Mais do que explicar o mundo, essas teorias oferecem sentido de pertencimento. Criam heróis e vilões claros, apontam culpados e colocam lideranças como detentoras de uma verdade secreta. Isso pode ser politicamente poderoso - e perigoso.
Trump não é o único a utilizar esse recurso. No Brasil, o ex-presidente Jair Bolsonaro também mobilizoudesinformação para desacreditar as urnas eletrônicas, levantar suspeitas sobre as instituições e alimentar a ideia de uma conspiração contra ele. O resultado pôde ser visto no ataque às sedes dos Três Poderes em 8 de janeiro de 2023, episódio com semelhanças à invasão do Capitólio dois anos antes.

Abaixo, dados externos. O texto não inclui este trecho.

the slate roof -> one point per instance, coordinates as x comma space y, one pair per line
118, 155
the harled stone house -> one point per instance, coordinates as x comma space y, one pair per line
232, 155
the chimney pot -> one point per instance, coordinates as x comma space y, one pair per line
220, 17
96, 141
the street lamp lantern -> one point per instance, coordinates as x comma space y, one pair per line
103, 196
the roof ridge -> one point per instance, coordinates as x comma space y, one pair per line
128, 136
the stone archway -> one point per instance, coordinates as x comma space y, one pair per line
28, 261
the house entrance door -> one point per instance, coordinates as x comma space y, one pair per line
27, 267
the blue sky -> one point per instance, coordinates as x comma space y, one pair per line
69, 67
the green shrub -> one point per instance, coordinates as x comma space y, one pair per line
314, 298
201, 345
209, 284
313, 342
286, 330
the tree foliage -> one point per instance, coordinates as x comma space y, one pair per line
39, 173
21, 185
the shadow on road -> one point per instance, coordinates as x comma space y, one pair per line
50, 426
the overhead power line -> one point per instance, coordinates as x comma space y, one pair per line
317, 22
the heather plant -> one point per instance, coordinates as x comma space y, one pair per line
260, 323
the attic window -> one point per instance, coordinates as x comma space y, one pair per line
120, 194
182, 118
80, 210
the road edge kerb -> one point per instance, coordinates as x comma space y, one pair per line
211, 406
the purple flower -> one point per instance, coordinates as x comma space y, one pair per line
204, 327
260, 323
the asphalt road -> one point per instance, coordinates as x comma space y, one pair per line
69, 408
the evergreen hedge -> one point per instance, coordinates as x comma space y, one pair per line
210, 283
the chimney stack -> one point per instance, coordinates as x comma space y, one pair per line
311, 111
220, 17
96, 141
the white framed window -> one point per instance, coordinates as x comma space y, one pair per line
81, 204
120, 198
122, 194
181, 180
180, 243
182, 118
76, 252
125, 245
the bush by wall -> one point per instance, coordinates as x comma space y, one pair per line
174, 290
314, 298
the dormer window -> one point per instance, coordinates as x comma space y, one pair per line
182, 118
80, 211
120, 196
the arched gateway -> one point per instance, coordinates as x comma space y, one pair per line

Nos dois casos, a conspiração gerou violência, ação direta e tentativa de ruptura institucional. Mesmo desmentidas, essas narrativas continuam circulando e moldando o imaginário coletivo. Esse é o risco de usar o delírio como estratégia política. Teorias da conspiração não respondem necessariamente a líderes: seguem a lógica do ressentimento, da polarização e da desconfiança. E, impulsionadas por algoritmos e redes digitais, podem se voltar até mesmo contra quem as mobilizou.
Edson Mendes Nunes Junior não presta consultoria, trabalha, possui ações ou recebe financiamento de qualquer empresa ou organização que poderia se beneficiar com a publicação deste artigo e não revelou nenhum vínculo relevante além de seu cargo acadêmico.